Hierzu wurden die Lymphknoten von etwa 500 Patienten mit malignem Melanom, dem schwarzen Hautkrebs, auf die ersten Absiedelungen untersucht. Dabei wurden verschiedene Markerproteine verwendet, um die Zellen in Färbungen sichtbar zu machen. Es gelang ein Protein (MCSP) zu identifizieren, dessen Vorkommen auf gestreuten Melanomzellen mit einer deutlich verschlechterten Prognose einherging. Tatsächlich hatten Patienten mit MCSP-positiven Melanomzellen für alle drei Überlebenskategorien (Krankheitsfreies, Melanom-spezifisches und Gesamtüberleben) stark verschlechterte Aussichten und das sogar in Fällen, in denen sich lediglich eine derartige Zelle unter zwei Millionen Lymphknotenzellen nachweisen ließ.
Den Forschern gelang es anschließend aus etwa 150 dieser sehr seltenen MCSP-positiven Zellen die aktivierten Gene auszulesen, um so erste Hinweise auf die Zellfunktionen zu erschließen.

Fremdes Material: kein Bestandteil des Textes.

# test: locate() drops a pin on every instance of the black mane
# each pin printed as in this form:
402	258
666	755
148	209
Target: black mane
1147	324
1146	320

Hierbei ergab sich Erstaunliches. Von den ersten Schritten bei Ankunft in dem fremden Organ Lymphknoten bis zur Entstehung von mikro- und makroskopischen Metastasen ändern die Krebszellen mehrfach ihren Phänotyp. Passend zum Konzept der fehlerhaften Organbildung ist dabei, dass das embryonale Genprogramm der UV-Lichtschutzzellen, der Melanozyten, angeschaltet wird. Im Embryo wandern die Melanozyten-Vorläuferzellen aus der Neuralleiste in die Haut. Genau dieses Stammzellprogramm der Neuralleiste aber wird bei Metastasengründung aktiviert. Die Aktivierung erfolgt dabei als Antwort auf die Immunattacke von T-Zellen in den Krebszellen, die den Angriff überleben. Die Kolonie kann dann gebildet werden, weil mit dem Neuralleistenprogramm auch eine Immunsuppression verbunden ist. Haben sich aber einmal größere Kolonien gebildet erlahmt die Immunantwort – die T-Zellen geraten in einen Zustand der Erschöpfung, der Krebs kann voranschreiten.
Diese Einsichten in den Prozess der Metastasengründung weisen auf Therapieansatzpunkte hin, die ein Entstehen der Metastasen im Keim ersticken helfen. So könnte einmal das identifizierte MCSP selbst ein Therapieziel werden oder aber eine Stärkung der frühen Immunabwehr verhindern, dass die Melanomzellen sich durch das Neuralleisten-Stammzellprogramm der Immunattacke entziehen.